Built-in probe template

This is a built-in Command Probe template that runs on Kubernetes chaos infrastructure. Add it to an experiment from the probe library and customize its inputs. Go to Built-in probe templates to browse the full library, or go to Command probe to understand how command probes work.


Use cases

Use this probe template to:

  • Verify that nodes stay healthy during chaos experiments.
  • Validate node recovery after failures.
  • Monitor cluster health during node-level chaos.
  • Confirm node availability during infrastructure disruptions.

How the probe works

The template configures a Command Probe that runs healthchecks -name node-level. The utility resolves the target nodes from TARGET_NODE, TARGET_NODES, or NODE_LABEL, queries the Kubernetes API, and prints [Pass] when every resolved node is in a healthy state. The comparator passes the probe when the output contains [Pass], and fails it otherwise.


Prerequisites

  • Chaos infrastructure: A Kubernetes chaos infrastructure installed in the target cluster.
  • Node access: Access to the cluster nodes you want to check.
  • RBAC permissions: Permissions for the chaos service account to query node status.

Probe properties

Command

healthchecks -name node-level

Comparator

TypeCriteriaValue
stringcontains[Pass]

The probe passes when the command output contains [Pass], which indicates that every targeted node is in a healthy state.

Environment variables

VariableDescriptionRequiredDefault
TARGET_NODEComma-separated list of nodes to check. Provide one of TARGET_NODE, TARGET_NODES, or NODE_LABEL.Conditional-
TARGET_NODESComma-separated list of nodes to check. Provide one of TARGET_NODE, TARGET_NODES, or NODE_LABEL.Conditional-
NODE_LABELNode label used to list nodes to check (for example, node-role.kubernetes.io/worker=).

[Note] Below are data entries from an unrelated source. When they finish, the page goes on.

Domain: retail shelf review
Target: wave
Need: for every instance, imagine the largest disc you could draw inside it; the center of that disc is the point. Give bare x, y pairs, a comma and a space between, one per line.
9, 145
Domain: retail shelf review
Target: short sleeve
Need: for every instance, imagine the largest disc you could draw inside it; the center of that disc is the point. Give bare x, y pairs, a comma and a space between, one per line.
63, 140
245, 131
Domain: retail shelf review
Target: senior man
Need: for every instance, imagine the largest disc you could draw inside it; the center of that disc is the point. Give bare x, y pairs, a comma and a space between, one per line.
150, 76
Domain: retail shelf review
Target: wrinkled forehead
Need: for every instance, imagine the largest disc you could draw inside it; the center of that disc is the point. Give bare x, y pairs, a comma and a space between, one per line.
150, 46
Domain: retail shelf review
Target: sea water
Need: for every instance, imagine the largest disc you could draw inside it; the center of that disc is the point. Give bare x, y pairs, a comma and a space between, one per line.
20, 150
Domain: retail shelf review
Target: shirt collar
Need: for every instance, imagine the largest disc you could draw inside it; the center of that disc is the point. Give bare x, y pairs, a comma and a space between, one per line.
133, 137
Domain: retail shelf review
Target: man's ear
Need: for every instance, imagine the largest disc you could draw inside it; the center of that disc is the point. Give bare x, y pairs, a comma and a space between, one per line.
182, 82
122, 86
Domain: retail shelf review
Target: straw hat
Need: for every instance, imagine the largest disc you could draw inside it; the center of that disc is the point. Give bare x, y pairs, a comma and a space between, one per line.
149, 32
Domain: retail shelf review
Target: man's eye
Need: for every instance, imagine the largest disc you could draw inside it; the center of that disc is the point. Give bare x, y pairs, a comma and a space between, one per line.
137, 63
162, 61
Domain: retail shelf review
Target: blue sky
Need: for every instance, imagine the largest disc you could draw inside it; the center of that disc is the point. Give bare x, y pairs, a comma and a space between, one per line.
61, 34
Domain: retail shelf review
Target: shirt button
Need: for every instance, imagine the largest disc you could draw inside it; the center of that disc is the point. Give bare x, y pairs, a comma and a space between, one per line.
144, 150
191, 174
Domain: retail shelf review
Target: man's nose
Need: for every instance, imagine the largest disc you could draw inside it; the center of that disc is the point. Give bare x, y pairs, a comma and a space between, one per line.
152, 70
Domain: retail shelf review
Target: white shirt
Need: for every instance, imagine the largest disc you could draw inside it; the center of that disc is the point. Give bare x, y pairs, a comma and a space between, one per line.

Provide one of TARGET_NODE, TARGET_NODES, or NODE_LABEL.Conditional-
STATUS_CHECK_TIMEOUTMaximum time in seconds to wait for the status check.No180
STATUS_CHECK_DELAYDelay in seconds between status checks.No2
Node selection

Provide at least one of TARGET_NODE, TARGET_NODES, or NODE_LABEL.


Run properties

PropertyDescriptionTypeDefault
timeoutMaximum time to wait for the probe to complete (for example, 30s, 1m, 5m).String180s
intervalTime between probe executions (for example, 1s, 5s, 10s).String1s
attemptNumber of retry attempts before the probe is marked as failed.Integer1
pollingIntervalTime between retry attempts (for example, 1s, 5s, 10s).String-
initialDelayInitial delay before the probe starts (for example, 0s, 10s, 30s).String-
stopOnFailureStop the experiment if the probe fails.Booleanfalse
verbosityLog verbosity level (info, debug, trace).String-

Troubleshooting

Node Status Check probe fails because no nodes matched the target

The selectors did not resolve any nodes. Confirm that the values in TARGET_NODE or TARGET_NODES match node names exactly, or that NODE_LABEL matches a label applied to the nodes. An empty match is treated as a failure.

Node Status Check probe fails with a forbidden or RBAC error

The chaos service account does not have permission to read nodes. Nodes are cluster-scoped, so grant get and list on nodes through a ClusterRole and ClusterRoleBinding for the chaos service account, then rerun the experiment.

Node Status Check probe times out before the node becomes Ready

The node did not return to a Ready state within STATUS_CHECK_TIMEOUT. Increase STATUS_CHECK_TIMEOUT and the run-property timeout, and inspect the node with kubectl describe node to find NotReady conditions, taints, or kubelet issues.